予後予測をしていく上で最初に行うことは、医師の見解を聴取することです。重症度や医学的にかかる期間と改善度合いなど、医師の見解を聞くようにしましょう。その上で、リハビリテーションを行うことで何を目標にすべきかを考えて行きます。
予後には機能的な予後と能力的な予後がある事が分かります。同じ疾患・部位・程度でも個人因子や環境因子によって能力的な予後が大きく変わります。
例えば、同じ視床出血で重症度もほとんど同じでも、年齢や利き手、もともとのADLの状況などによって予後が大きく変化します。

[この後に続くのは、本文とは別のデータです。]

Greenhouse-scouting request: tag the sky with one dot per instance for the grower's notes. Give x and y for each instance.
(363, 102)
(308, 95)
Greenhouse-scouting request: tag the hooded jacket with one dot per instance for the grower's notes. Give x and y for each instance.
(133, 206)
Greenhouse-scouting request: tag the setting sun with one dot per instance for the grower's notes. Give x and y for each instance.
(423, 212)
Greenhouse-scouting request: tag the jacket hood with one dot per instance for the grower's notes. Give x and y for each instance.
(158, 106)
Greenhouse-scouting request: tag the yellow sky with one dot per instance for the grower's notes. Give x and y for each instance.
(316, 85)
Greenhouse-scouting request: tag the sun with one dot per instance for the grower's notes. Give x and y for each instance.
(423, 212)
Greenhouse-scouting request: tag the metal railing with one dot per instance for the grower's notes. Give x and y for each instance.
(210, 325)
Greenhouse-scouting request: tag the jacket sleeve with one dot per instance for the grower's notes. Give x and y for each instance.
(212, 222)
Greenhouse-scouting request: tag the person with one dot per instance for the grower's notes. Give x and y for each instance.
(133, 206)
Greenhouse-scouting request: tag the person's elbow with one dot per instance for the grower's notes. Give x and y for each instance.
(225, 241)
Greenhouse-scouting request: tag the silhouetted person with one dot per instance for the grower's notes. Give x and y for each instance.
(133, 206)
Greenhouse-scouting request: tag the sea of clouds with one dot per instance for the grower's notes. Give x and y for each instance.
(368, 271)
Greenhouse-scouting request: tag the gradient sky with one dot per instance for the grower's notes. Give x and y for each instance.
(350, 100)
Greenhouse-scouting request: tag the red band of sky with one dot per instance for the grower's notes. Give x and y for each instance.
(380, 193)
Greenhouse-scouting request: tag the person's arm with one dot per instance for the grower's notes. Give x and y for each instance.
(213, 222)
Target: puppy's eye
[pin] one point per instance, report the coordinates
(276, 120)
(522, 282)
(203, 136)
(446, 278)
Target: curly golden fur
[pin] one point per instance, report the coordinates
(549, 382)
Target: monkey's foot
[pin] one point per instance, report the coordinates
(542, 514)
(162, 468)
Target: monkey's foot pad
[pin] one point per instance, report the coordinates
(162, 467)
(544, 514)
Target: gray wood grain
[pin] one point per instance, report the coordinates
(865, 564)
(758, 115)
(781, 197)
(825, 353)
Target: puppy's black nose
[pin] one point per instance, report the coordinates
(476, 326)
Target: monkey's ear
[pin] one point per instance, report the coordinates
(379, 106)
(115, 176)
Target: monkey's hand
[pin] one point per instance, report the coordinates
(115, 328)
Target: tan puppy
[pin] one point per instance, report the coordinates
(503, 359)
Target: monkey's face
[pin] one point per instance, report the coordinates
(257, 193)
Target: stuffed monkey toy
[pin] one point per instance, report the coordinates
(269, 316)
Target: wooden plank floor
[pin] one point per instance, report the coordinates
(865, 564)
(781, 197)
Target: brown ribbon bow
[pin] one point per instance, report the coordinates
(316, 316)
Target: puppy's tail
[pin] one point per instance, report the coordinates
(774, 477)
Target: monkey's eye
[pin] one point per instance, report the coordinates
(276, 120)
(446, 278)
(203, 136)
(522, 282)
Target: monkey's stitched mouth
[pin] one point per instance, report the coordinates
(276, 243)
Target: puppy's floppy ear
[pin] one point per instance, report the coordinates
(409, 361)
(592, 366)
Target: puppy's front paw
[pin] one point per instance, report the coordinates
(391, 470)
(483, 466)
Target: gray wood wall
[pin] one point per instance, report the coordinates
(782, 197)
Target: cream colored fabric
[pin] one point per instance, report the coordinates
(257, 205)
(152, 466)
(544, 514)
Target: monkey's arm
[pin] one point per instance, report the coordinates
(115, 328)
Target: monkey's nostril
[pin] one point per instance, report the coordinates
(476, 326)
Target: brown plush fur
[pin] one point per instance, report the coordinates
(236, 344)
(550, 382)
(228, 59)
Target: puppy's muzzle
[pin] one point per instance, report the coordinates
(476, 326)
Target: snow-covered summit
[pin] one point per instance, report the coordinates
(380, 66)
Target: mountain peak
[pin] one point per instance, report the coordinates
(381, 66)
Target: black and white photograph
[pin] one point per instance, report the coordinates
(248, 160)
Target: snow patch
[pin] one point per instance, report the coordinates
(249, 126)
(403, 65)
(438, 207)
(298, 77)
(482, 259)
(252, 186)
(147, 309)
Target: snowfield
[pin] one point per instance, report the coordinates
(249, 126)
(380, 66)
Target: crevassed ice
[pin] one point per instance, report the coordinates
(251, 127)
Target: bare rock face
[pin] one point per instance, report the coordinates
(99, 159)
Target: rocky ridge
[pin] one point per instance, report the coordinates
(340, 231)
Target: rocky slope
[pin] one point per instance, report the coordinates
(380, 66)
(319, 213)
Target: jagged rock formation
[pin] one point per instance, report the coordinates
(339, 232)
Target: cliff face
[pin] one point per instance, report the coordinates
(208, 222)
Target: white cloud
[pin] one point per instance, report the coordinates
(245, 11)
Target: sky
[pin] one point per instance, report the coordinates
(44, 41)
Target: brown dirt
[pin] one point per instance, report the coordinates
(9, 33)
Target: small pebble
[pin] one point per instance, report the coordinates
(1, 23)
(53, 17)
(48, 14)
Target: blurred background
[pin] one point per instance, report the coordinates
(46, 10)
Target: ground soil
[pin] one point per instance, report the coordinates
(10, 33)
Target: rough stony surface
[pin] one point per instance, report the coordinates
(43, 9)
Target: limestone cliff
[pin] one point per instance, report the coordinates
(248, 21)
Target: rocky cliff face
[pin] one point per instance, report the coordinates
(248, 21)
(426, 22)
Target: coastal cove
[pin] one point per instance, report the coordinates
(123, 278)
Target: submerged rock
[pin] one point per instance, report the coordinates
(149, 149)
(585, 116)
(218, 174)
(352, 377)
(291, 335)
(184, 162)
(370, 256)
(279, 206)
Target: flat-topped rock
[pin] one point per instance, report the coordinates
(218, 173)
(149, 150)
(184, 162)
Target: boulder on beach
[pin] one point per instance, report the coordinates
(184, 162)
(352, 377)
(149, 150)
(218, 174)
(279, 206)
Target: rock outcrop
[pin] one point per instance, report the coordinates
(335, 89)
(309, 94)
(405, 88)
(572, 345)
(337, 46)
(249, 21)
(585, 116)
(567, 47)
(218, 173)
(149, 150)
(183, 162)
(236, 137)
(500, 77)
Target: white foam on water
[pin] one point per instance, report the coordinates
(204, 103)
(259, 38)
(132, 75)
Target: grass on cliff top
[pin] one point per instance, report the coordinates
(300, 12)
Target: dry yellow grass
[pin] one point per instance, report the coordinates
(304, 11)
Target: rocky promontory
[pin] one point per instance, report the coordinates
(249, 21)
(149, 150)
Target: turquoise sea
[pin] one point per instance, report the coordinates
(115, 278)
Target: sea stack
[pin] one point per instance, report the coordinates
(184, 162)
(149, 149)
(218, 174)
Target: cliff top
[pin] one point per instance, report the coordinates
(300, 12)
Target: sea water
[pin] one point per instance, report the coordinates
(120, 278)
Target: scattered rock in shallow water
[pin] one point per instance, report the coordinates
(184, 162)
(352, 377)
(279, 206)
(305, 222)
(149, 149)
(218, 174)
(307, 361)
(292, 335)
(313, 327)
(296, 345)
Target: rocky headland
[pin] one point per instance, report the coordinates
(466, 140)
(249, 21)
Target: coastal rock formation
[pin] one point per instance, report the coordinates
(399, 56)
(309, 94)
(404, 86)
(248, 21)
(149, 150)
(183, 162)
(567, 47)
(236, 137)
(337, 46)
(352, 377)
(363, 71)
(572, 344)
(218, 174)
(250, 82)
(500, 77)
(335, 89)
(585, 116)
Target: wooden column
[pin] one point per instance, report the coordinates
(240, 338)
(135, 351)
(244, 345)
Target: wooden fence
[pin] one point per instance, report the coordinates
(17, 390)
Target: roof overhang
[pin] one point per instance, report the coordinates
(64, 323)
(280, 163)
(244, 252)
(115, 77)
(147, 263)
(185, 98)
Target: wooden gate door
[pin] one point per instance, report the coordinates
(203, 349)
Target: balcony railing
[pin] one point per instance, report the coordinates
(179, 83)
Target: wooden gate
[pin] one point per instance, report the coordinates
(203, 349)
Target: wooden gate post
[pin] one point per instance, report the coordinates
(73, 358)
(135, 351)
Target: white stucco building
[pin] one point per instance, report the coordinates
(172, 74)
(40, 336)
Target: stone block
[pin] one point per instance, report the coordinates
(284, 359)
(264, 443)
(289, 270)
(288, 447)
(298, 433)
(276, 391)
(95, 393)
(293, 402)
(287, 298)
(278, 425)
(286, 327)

これらのことを考えると、<この部位の障害ならば麻痺はこれくらい改善する>といった機能的予後と、<この疾患・部位・程度でこの年齢・家族構成ならばADLはこれくらい獲得できる>といった能力的な予後が存在することが分かります。
もちろん能力的予後は機能的予後に依存(影響を受ける)しますが、必ずしも機能が悪いから能力がわるいわけではないので、それぞれの予後を考えて行くことが大切です。
特に、患者さんと退院後や半年後のリハビリの目標を一緒に考えていく上で、<手が動くようになりたい>といった機能的目標だけではなく、<生活の中、余暇の中で運転が出来るようになりたい>といった能力を獲得していくための目標を考えていく上でも大切になります。
もちろん、手が動くようになったら何がしたいのか?を考えて行くことも大切ですが、この順番だと手が動くようにならないとリハビリの効果を実感できない負のループにはまりやすいです。そうなってしまうと、リハビリへのモチベーションが下がり、リハビリの効果も半減してしまうので注意が必要です。
よって、機能的な予後と能力的な予後は、患者さんの目標に応じて予測していき改善可能性の範囲の中で進めていくことが大切です。